Par Sébastien Fournier

Décidément, les métropoles n’ont plus la cote. Fer de lance de l’organisation territoriale, elles essuient actuellement une pluie de critiques, accusées d’égoïsme ou d’arrogance au mépris des petits territoires. Dans le camp de ses détracteurs, le Sénat vient d’en rajouter une couche. Quelques jours avant l’examen du texte de décentralisation, dit 4D (lire notre article), la délégation sénatoriale aux collectivités territoriales, présidée par la sénatrice UDI Françoise Gatel, vient de rendre un rapport d’information sur leur efficacité “Métropoles : pour de nouvelles dynamiques territoriales”. Les sénatrices Dominique Estrosi-Sassone (LR, Alpes-Maritimes), Michelle Gréaume (PCF, Nord) et Sylvie Robert (PS, Ille-et-Vilaine), accompagnées par la présidente de la délégation, ont sondé les 19 métropoles de droit commun (les métropoles à statut particulier ont été écartées) et leurs 675 communes membres. Objectif : vérifier d’une part qu’elles sont performantes dans l’exercice des compétences, et d’autre part qu’elles conduisent à un développement solidaire des territoires environnants.

Les métropoles priées de rester à leur place

Les rapporteurs notent que la répartition des compétences entre les métropoles et les communes n’est pas toujours évidente et peut provoquer des frustrations.

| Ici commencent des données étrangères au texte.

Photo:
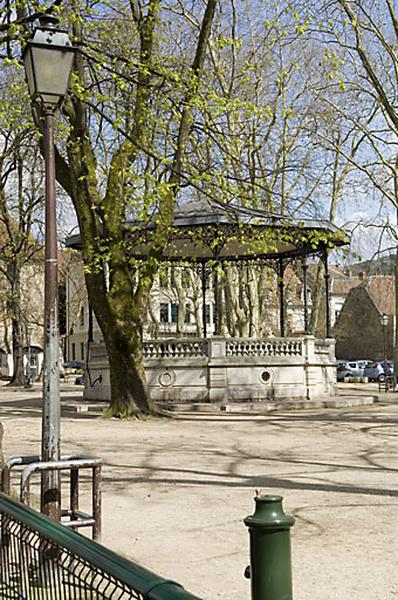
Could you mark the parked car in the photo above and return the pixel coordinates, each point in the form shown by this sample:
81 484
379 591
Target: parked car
74 364
376 371
79 380
350 369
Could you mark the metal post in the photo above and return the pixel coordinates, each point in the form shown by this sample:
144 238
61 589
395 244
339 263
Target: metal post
327 293
29 369
90 325
305 293
281 286
216 292
204 275
270 556
50 482
97 502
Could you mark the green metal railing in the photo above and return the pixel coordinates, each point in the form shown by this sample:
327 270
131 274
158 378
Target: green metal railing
43 560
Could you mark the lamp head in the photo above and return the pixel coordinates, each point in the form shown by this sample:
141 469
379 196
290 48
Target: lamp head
48 58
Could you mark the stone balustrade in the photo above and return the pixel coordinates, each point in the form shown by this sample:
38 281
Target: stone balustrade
248 347
223 370
175 348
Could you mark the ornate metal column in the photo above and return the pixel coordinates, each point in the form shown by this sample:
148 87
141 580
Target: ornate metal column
305 293
204 279
281 286
327 294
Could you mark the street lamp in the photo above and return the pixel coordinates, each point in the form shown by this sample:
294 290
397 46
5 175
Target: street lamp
48 58
29 330
384 323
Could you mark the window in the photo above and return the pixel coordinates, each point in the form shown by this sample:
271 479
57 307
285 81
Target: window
174 313
164 313
185 278
164 279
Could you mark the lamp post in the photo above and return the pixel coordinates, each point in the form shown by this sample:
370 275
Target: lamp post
29 330
384 323
48 58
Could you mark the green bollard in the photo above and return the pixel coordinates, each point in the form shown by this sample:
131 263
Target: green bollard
270 557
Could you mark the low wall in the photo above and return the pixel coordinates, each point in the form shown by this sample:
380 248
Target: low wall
225 370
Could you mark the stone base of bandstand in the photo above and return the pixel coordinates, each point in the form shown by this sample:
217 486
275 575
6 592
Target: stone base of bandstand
231 373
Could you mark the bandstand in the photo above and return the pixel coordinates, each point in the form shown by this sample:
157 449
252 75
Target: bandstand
220 369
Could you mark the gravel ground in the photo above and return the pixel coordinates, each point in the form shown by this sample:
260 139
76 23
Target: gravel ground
175 491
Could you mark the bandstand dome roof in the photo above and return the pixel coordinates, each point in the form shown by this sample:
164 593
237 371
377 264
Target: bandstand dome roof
203 231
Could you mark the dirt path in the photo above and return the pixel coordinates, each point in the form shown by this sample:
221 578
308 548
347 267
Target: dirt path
176 491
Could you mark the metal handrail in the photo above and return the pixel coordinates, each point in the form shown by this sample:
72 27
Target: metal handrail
139 580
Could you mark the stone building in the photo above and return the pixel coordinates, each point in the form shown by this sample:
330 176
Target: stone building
358 330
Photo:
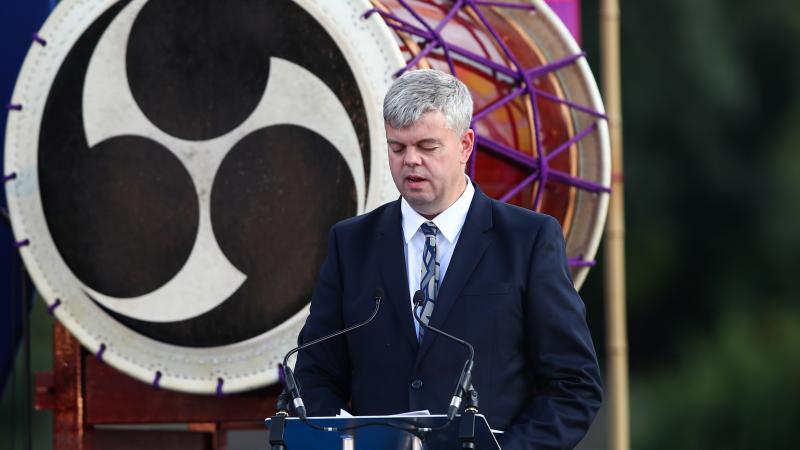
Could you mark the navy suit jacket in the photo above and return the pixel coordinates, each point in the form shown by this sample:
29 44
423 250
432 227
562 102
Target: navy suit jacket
507 290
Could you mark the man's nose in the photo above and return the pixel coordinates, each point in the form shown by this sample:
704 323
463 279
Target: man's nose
412 157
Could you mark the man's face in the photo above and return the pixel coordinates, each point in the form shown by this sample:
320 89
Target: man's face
427 162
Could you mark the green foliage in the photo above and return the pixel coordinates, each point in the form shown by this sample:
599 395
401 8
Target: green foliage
735 389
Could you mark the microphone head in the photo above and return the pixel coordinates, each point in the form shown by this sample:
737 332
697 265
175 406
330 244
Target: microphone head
419 297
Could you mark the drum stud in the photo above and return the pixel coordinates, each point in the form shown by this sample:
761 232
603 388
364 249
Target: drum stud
39 40
100 352
52 307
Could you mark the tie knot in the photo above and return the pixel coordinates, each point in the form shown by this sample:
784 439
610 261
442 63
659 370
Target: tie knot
428 228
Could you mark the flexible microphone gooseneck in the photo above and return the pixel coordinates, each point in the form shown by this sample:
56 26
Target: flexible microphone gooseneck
292 388
465 380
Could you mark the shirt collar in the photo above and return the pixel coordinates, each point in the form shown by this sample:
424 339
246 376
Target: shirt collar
449 222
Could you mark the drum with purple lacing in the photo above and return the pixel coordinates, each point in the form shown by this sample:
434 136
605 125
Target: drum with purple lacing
541 130
172 166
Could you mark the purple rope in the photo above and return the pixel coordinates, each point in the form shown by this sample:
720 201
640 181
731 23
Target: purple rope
498 103
580 262
100 352
436 40
580 135
528 180
554 65
571 104
51 308
539 165
508 152
411 29
39 40
504 5
579 183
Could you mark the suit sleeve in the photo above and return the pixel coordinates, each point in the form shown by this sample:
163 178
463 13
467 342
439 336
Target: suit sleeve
323 370
566 378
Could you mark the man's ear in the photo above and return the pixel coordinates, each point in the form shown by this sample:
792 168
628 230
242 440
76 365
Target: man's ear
467 145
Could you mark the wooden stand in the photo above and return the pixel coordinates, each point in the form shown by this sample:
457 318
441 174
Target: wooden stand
93 403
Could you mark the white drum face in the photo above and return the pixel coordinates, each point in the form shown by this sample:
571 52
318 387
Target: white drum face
177 165
178 168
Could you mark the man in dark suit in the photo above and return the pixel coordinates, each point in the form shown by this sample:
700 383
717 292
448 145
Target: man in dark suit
493 274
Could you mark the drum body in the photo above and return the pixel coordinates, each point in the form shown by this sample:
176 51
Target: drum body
174 165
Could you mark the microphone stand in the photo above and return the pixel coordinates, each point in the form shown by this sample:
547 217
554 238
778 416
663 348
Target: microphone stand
464 387
278 423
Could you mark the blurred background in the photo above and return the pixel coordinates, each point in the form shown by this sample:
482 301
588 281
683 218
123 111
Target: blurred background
711 104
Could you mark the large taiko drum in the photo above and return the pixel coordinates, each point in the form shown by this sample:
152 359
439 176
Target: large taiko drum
172 167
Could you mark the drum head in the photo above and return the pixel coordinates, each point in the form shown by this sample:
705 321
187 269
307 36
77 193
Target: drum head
178 163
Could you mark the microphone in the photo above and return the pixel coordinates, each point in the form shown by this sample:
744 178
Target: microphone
292 387
465 380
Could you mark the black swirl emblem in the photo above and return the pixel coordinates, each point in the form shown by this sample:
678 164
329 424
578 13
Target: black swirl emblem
193 155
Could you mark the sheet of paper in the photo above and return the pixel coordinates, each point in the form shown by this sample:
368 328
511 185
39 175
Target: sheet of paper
423 412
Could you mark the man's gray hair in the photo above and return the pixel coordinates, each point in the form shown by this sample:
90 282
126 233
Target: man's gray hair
420 91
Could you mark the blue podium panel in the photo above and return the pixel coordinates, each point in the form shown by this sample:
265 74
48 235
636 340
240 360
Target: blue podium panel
378 433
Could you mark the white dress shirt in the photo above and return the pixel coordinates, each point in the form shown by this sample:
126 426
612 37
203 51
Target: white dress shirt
449 224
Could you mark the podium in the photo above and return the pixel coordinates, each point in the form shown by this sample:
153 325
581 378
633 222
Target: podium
377 433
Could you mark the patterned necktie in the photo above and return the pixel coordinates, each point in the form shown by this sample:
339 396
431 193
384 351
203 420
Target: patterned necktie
430 274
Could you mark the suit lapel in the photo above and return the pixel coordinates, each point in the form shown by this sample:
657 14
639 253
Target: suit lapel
391 254
472 242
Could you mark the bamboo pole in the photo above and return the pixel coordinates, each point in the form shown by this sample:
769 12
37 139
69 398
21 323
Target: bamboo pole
616 329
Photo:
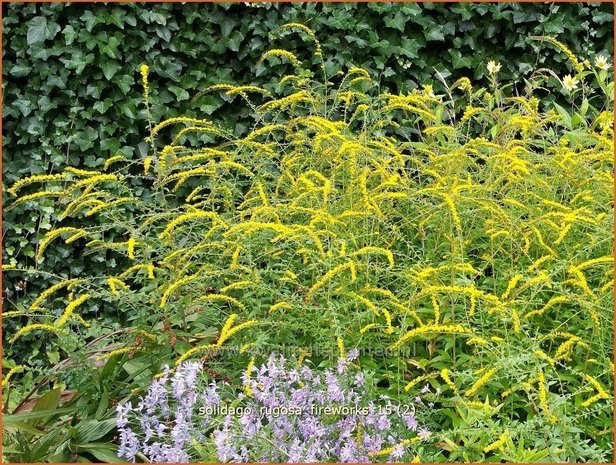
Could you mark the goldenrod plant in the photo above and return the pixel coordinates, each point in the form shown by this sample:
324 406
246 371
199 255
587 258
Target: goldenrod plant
458 237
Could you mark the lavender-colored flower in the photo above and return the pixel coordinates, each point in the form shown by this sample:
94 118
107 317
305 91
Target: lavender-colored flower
398 452
410 421
291 414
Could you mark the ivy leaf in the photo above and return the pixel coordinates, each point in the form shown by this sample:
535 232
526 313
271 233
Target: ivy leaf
397 22
110 68
110 47
40 30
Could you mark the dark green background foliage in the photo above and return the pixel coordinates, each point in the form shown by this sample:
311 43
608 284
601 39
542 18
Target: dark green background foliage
71 74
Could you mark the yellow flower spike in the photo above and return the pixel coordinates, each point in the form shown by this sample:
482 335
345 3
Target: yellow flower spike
47 292
367 302
553 301
436 307
70 308
540 261
246 346
114 283
113 353
595 261
565 349
35 179
367 328
513 282
281 54
481 381
390 328
416 381
248 372
29 328
12 371
191 216
147 163
280 305
430 328
235 329
445 375
365 250
112 160
602 393
581 281
498 444
540 353
222 298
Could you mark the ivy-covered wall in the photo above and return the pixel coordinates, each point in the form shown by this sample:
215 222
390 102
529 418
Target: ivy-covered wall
71 73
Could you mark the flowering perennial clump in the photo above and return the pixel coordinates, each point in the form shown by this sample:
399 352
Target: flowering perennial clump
287 413
456 230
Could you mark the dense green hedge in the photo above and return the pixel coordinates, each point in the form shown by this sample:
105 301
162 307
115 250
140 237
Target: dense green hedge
70 72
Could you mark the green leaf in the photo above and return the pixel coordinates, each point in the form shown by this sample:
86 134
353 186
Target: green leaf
90 430
40 30
397 22
106 453
29 416
110 68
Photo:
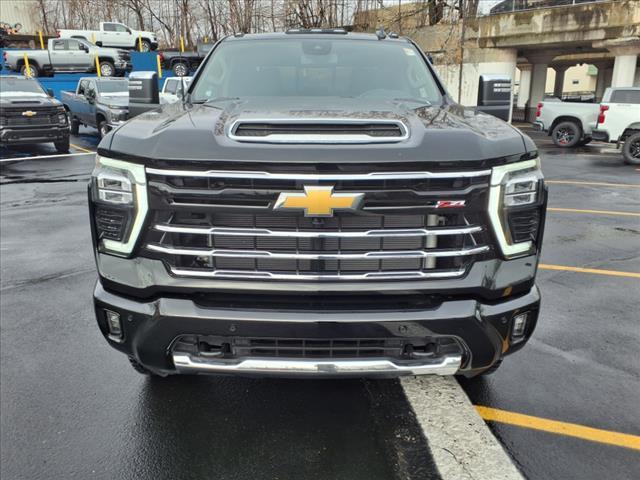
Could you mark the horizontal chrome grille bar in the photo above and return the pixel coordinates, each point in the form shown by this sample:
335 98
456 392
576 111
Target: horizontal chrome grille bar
250 232
383 255
249 274
317 177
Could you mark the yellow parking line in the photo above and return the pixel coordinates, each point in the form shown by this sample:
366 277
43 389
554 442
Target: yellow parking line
595 184
562 428
614 273
601 212
81 148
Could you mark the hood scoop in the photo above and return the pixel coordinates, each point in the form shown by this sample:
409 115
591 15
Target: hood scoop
318 130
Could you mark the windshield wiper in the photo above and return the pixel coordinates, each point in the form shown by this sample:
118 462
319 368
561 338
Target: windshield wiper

En clair, les métropoles auraient une fâcheuse tendance à s’arroger les prérogatives des communes sans en justifier vraiment l’utilité. Le rapport remet sur la table le principe de subsidiarité, qui « implique d’organiser les politiques publiques à l’échelon le plus proche du citoyen, la commune devant être en principe préférée à l’intercommunalité. » Une façon de rappeler que les métropoles doivent rester à leur place. La délégation fait des recommandations pour une répartition plus efficace, à travers notamment une définition plus claire de l’intérêt métropolitain. Mais elle exclut de son champ le développement économique qui a toute sa place au niveau de la métropole.

Un manque de coopérations

Sur le deuxième sujet, l’alliance des territoires, le rapport n’est pas plus flatteur. Les métropoles ne concourent pas vraiment à développer leur hinterland, disent en substance les rapporteurs. Les quatre sénatrices précisent toutefois qu’il existe de bonnes pratiques, comme les 17 contrats de réciprocité (lire notre article). Très habilement, elles vantent l’action de Nantes, dont la présidente de la métropole n’est autre que la patronne de France urbaine, Johanna Rolland. Mais ces démarches sont peu nombreuses, notent-elles. Elles proposent de sortir de « l’image paternaliste d’un ruissellement », qui suppose que les effets positifs de la métropole irriguent son territoire environnant, pour aller vers des coopérations dans une logique « gagnant-gagnant ». Le rapport suggère d’ailleurs que les coopérations soient intégrées parmi les objectifs des CPER. Il propose en outre de récompenser financièrement les métropoles qui s’engageraient dans cette démarche, par une bonification de la DGF.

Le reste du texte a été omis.